Mia’s heart beat so hard it threatened to crack her sternum. The theory she’d hatched in the Twisted Forest was rekindling. “But you’re saying she did love someone. Someone who had magic.”
Lauriel stood and wiped her hands on her apron. Her curls were no longer dancing. “I’ve said too much.”
“Lauriel. Please. I’ve been searching for the Gwyr . . . the Dujia who killed
my mother for the last three years. The journal was spurring me onward, leading me to this place. That can’t be a coincidence. If the woman who killed her is here . . . if she’s in Refúj . . .”
They stared at each other. Mia didn’t like not being able to sense the people around her; she couldn’t tell if Lauriel was lying. She couldn’t tell what anyone was feeling, not even herself.
“Duj katt.” Junay pinched the cod by the bony tail, lifted it into the air, and dropped it onto the plate with a slimy slap. “Who needs to hide a dead fish? The secrets in this house already stink.”
Lauriel shot her a warning look. “Junay.”
“Mamãe,” she mimicked. “She deserves to know! If you died, wouldn’t I deserve to know who killed you?”
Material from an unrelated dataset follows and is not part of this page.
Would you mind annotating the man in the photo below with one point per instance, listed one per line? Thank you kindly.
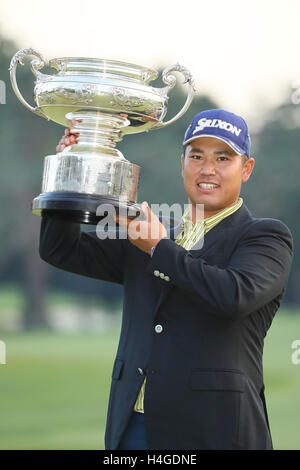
(188, 371)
She turned back to Mia. “I don’t know who did it, but I know who will. Ask Zaga. She knows everything. She probably has a whole roster of murderous angels in her secret cave.” Off Mia’s blank look, she added, “Go find my brother down at the lake. He’d be happy to take you to Zaga.”
“Why are you doing this, Jun?” Sach’a murmured.
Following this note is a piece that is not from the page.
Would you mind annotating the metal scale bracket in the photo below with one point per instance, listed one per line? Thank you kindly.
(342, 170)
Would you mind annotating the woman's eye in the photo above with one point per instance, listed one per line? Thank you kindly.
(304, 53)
Junay smiled beatifically at her twin. “Watch out for those obnoxious ones, Sach. We’re even more obnoxious when we tell the truth.”
Chapter 36
Meant for You
THE PATH TO THE lake was a carpet of soft red sand, studded with low, dry brush. Mia felt better once she was beyond the reach of the uzoolion. As the sun sweated in the morning sky, her blood was making music inside her again.
Lauriel had pleaded with her not to go—“not yet, not until you’re ready”—but the moment Junay had given her a destination, they all knew there would be no debate. Mia had pushed her chair back from the table and left without another word.
“Mia?” Quin easily caught up to her on his long legs. “Do you really think this is a good choice?”